It's All Bond All the Time as 'Solace' Forced Down America's Throat
Welcome back to Defamer Attractions, your weekly guide to everything new, noteworthy and cash-hoarding at the movies. That latter qualifier is the centerpiece of today's new openings, with the 007 franchise facing virtually no competition outside a few escaped zoo animals from last week. But you still have options, including some critics' choice for this year's best picture and the usual harvest of fresh DVD's. As always, our opinions are our own, but their hauling power is unmatched and they seat millions comfortably. Take a test drive after the jump?WHAT'S NEW: Quantum of Solace has the wide-release slot to itself, where Daniel Craig's brooding Bond will likely crest above $60 million — by far the highest opening gross of any 007 film to date. We'll call it for $63.7 million despite some pull from leftovers Madagascar 2 and Role Models, themselves expecting $40 million and $10 million respectively in their second weekends. Your options are a lot better when avoiding the multiplex in LA: Jean-Claude Van Damme's meta-self-biopic JCVD is opening, along with the almost universally acclaimed Catherine Deneuve/Mathieu Amalric dramedy A Christmas Tale. Also: The Alphabet Killers, featuring Eliza Dushku as a police detective (!); the explicit gay Israeli romantic comedy Antarctica; the talky Afghanistan war indie B.O.H.I.C.A. (Army slang for "Bend Over Here it Comes Again"); the Liberian repression doc Pray the Devil Back to Hell; the Jewish basketball chronicle The First Basket; and a new adaptation of Dalton Trumbo's novel Johnny Got His Gun. THE BIG LOSER: Aside from the glut of indies above, chasing scraps from art-house audiences on their way to DVD — and Soul Men continuing to underperform with $2.2 million or so — today's slate seems to be pretty insulated from disaster. Everyone wins!

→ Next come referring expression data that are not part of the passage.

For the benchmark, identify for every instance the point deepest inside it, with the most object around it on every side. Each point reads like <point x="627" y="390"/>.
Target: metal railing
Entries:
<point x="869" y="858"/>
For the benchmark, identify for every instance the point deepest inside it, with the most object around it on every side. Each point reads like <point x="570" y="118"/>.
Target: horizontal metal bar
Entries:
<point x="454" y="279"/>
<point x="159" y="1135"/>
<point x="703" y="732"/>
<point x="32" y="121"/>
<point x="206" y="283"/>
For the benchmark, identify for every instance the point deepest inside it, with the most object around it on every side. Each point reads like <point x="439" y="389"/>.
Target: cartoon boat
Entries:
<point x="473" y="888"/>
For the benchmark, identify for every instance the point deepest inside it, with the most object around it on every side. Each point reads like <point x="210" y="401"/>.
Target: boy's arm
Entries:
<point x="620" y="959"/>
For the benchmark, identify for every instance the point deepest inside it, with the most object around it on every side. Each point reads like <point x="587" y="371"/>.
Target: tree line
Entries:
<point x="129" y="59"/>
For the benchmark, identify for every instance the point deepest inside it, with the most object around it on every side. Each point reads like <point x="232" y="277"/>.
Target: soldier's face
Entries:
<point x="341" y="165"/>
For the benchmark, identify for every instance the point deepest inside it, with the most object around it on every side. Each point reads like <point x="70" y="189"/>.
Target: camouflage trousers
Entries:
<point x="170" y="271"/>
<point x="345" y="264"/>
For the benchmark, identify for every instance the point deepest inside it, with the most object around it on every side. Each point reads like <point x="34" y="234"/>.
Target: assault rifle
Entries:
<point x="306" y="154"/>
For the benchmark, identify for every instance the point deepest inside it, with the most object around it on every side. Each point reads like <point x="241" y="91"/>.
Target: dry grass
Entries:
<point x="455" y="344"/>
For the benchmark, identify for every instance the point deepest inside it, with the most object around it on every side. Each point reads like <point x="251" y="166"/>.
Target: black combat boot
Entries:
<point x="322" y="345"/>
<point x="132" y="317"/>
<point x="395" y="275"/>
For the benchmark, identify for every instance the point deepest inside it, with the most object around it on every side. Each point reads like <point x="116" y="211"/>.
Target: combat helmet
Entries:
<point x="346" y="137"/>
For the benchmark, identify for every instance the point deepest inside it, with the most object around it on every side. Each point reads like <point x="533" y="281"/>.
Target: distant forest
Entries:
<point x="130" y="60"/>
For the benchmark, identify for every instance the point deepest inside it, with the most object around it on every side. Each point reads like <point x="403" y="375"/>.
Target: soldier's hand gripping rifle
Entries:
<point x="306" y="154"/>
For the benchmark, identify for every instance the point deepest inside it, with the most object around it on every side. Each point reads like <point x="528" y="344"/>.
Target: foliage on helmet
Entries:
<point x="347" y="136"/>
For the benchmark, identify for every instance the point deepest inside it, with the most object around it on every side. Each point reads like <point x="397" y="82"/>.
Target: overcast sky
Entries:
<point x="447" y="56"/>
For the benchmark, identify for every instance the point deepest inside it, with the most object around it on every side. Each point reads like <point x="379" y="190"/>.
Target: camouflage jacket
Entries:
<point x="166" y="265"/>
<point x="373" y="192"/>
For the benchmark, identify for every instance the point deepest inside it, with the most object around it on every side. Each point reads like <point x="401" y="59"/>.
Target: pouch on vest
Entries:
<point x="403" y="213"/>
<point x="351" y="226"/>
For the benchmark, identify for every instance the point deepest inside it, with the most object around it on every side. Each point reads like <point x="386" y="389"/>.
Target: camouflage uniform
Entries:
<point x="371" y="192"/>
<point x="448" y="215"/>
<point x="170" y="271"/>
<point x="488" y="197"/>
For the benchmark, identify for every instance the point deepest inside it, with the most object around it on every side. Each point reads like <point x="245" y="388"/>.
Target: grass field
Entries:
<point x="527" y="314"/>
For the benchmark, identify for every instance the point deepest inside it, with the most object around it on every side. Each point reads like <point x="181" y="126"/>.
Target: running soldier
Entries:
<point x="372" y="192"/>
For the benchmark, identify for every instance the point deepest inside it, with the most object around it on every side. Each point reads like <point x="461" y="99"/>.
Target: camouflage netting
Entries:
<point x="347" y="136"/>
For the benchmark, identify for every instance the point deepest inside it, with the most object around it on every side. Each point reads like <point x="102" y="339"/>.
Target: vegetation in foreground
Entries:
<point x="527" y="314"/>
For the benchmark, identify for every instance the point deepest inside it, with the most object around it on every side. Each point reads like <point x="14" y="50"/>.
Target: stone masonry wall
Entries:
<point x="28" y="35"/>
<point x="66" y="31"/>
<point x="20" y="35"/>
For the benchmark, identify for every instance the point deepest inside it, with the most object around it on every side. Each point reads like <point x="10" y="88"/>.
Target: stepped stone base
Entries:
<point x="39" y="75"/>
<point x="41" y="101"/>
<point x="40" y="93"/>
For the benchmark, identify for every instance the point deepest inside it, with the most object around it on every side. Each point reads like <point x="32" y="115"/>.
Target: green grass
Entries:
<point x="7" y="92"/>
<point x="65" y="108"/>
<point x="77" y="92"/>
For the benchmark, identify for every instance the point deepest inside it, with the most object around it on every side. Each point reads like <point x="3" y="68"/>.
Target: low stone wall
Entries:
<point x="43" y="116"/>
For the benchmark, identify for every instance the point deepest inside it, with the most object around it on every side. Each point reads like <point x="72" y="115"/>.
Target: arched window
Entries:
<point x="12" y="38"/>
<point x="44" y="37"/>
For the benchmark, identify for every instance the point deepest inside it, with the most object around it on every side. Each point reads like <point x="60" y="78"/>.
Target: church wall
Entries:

THE UNDERDOG: Trainspotting director Danny Boyle is said to have made the best film of his career with Slumdog Millionaire, about a winning 18-year-old contestant on the Indian version of Who Wants to be a Millionaire. Except the host thinks he's cheating; he knows too much for a Mumbai slum kid, and his eventual grilling at the hands of the police reveals a sort of Dickens-meets-Bollywood trajectory of lessons learned, knowledge gained ad love lost throughout his youth. Rhapsodizing critics are pushing it for a Best Picture nomination, which, if the Oscar witches at Fox Searchlight have anything to say about it, it will probably receive. But it will need Little Miss Sunshine/Juno traction at the box office, and on 10 screens this weekend, that would probably mean a per-screen average of at least $12,000 to start. Like its hero, we think it's got a good shot. FOR SHUT-INS: New DVD's this week include Hellboy II: The Golden Army, the gay Hutt-starring Star Wars: The Clone Wars; Takeshi Miike's mystifying Sukiyaki Western Django; and complete-series box sets of both The Sopranos and The Cosby Show. So is it Bond or nothing for you? Are you saving seats on the Slumdog Millionaire bandwagon? Or is The Clone Wars badness just too tempting to ignore any longer? Be honest! You're among friends.